Jerry Osteryoung: Kindness does matter in business

March 7, 2014 

"Three things in human life are important: the first is to be kind; the second is to be kind; and the third is to be kind." -- Henry James

Having written this weekly column for more than a decade, I can tell you that coming up with the concept to write about is normally the largest challenge. With me, I frequently get fired about a topic that I have read or learned about, but sometimes something will directly happen to me that invigorates me to write a column.

With this column, I was pondering on what to write about for three or four days and then we went out to a local restaurant in Tallahassee for dinner Friday. While we were having dinner a man came up and wanted to say hello to me, as I have not seen him or his father in about 5 years. We made the necessary cordial talk, as I was genuinely happy to see him. After he left I commented on what a nice man he is.

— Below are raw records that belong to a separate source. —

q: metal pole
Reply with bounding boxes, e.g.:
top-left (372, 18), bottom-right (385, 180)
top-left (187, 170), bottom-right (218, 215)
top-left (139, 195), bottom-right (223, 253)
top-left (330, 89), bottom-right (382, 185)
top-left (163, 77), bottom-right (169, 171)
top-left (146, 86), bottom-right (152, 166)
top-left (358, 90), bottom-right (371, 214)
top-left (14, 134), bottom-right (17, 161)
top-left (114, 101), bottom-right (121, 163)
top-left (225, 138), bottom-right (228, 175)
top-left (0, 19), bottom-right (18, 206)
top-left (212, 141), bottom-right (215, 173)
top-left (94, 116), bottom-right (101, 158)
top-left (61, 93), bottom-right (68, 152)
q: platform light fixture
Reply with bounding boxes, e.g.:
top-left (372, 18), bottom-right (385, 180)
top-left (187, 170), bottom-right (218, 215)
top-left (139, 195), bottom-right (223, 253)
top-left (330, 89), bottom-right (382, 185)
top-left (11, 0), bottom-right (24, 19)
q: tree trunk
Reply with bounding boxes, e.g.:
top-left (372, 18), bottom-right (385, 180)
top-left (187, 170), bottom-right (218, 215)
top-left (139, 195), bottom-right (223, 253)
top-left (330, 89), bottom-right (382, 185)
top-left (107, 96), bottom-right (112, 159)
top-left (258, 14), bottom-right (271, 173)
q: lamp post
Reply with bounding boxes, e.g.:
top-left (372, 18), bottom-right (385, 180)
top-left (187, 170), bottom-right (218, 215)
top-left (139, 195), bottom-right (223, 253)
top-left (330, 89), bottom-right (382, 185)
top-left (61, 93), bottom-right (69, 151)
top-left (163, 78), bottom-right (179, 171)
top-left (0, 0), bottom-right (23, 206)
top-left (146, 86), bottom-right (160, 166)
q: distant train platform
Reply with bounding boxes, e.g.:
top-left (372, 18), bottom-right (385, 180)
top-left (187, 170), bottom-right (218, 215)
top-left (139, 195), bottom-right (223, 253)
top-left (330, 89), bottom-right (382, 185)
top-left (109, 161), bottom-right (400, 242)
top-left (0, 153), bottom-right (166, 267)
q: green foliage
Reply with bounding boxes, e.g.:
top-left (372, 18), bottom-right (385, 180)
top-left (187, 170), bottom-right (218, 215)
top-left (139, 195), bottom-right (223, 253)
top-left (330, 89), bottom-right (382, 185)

Later our waiter came up to us and said that our dinner check had been taken care of, which just floored me as his act of kindness was just not expected in any way. Of course, I knew who did this and was so pleased for his unexpected, incredible act of kindness. It was not so much that he paid for our dinner but that he cared enough to cover the cost.

I think that kindness is just one thing that businesses in general need to adopt into their operations manual.

Spontaneous kindness makes an impact on customers and employees and we cannot forget about the power of this concept.

Wikipedia has a pretty good definition of kindness as "a behavior marked by ethical characteristics, a pleasant disposition, and concern for others."

In the U.K., the third Monday in January is the year's most depressing day according to research. The Sun. a London tabloid, posted a team along the M6 highway on Jan. 21 holding signs telling drivers that the newspaper had paid their tolls.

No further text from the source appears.